W ludowej medycynie wrotycz używano na wypędzenie robaków z organizmu. Szczególnie podawano odwar z wrotyczu, który był poświęcony w dniu Matki Boskiej Zielnej. Samo okadzanie wrotyczem uspokajało ból żołądka. Wrotycz skuteczny był jako lekarstwo na ból głowy, histerię. Zewnętrznie, najczęściej moczony w spirytusie służył do nacierania miejsc potłuczonych lub zwichniętych. Liście wrotyczu służyły do okadzania dzieci, powodując że stawały się one wesołe i odporne na choroby.
Wrotyczem wyścielano psie budy, obory co zapewnić miało ochronę przed robakami.

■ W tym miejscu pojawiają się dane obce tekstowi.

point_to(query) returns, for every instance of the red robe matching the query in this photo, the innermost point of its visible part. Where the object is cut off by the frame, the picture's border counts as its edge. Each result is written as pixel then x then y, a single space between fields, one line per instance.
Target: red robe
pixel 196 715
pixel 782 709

Wrotycz traktowany był jako roślina o właściwościach magicznych. Poświęconym w dniu Matki Boskiej Zielnej okadzano bydło w celu ochrony przed robactwem, dla zapewnienia dojności krów i wydajności masła. W wigilię świętego Wojciecha, święconym wrotyczem okadzano krowy, aby uchronić je przed czarami.

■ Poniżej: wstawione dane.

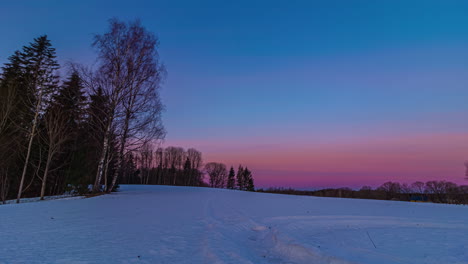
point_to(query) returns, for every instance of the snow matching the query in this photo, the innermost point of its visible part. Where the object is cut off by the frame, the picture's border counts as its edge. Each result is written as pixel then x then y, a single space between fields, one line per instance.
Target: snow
pixel 164 224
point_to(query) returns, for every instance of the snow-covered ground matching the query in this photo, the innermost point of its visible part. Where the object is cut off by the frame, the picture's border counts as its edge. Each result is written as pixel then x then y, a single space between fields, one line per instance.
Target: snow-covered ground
pixel 162 224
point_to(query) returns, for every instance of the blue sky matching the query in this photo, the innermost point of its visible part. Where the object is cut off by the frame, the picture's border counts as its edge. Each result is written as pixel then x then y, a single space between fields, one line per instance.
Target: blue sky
pixel 248 76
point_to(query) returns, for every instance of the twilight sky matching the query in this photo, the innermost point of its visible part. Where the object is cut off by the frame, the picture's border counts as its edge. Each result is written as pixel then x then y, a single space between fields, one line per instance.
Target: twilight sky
pixel 305 93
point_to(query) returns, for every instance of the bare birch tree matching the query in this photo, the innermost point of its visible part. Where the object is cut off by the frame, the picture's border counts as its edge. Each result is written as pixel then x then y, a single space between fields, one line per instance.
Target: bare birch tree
pixel 130 73
pixel 57 134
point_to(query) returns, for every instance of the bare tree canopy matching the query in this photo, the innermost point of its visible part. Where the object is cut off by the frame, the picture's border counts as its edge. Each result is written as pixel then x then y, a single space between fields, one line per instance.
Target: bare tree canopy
pixel 130 73
pixel 217 173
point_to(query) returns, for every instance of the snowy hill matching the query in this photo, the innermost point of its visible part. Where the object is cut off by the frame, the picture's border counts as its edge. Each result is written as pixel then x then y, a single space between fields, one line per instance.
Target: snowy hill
pixel 162 224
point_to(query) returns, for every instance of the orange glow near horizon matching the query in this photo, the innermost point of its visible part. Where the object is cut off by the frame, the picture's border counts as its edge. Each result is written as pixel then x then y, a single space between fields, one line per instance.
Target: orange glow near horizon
pixel 350 163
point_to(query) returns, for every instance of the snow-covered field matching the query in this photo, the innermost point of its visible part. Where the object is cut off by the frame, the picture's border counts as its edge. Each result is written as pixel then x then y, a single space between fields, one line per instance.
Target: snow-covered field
pixel 162 224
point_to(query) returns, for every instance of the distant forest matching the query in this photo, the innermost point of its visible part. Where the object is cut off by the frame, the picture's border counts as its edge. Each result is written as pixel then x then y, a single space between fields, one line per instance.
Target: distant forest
pixel 431 191
pixel 99 126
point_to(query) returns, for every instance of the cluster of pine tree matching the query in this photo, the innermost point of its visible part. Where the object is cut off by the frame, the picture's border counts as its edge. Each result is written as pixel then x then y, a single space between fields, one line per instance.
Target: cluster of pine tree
pixel 243 179
pixel 60 135
pixel 166 166
pixel 97 127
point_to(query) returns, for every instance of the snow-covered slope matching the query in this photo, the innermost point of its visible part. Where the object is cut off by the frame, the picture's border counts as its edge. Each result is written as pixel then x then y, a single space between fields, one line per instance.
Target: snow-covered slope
pixel 162 224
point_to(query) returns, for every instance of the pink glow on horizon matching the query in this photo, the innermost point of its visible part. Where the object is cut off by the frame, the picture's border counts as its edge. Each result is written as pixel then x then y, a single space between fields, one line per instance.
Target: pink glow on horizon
pixel 351 163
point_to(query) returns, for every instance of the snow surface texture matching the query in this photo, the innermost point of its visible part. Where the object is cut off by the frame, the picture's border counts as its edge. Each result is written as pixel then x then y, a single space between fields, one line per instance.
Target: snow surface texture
pixel 162 224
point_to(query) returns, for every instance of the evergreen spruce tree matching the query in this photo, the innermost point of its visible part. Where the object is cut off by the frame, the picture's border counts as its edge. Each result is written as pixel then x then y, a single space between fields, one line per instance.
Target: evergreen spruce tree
pixel 240 177
pixel 187 173
pixel 231 179
pixel 40 67
pixel 71 100
pixel 248 180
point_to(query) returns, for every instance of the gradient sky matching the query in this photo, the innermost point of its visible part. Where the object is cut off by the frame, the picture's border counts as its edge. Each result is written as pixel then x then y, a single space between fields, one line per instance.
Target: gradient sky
pixel 306 93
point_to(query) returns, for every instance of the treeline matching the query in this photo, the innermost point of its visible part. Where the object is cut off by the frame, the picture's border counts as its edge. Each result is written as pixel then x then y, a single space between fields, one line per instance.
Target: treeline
pixel 58 135
pixel 176 166
pixel 431 191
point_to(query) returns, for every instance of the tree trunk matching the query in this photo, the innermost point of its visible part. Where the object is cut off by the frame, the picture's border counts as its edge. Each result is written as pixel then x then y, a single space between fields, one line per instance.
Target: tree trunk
pixel 44 178
pixel 102 159
pixel 28 153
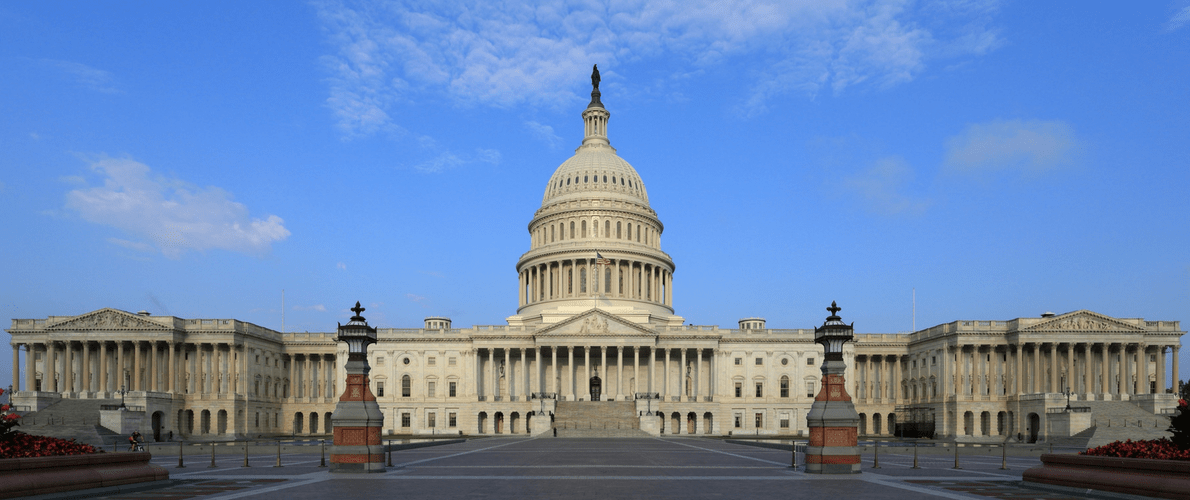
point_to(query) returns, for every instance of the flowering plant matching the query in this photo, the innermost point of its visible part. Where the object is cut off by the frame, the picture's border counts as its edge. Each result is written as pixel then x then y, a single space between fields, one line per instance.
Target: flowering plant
pixel 7 420
pixel 22 445
pixel 1156 449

Obecnie, roślina ze względu na swój charakterystyczny zapach przypominający zapach kamfory ma skuteczne działanie owadobójcze i dezynfekujące. Wysuszony wrotycz służy do odstraszania moli, mrówek, kleszczy i komarów. Preparat z suszonego wrotyczu stosowany jest też do opryskiwania drzew w celu zniszczenia szkodników.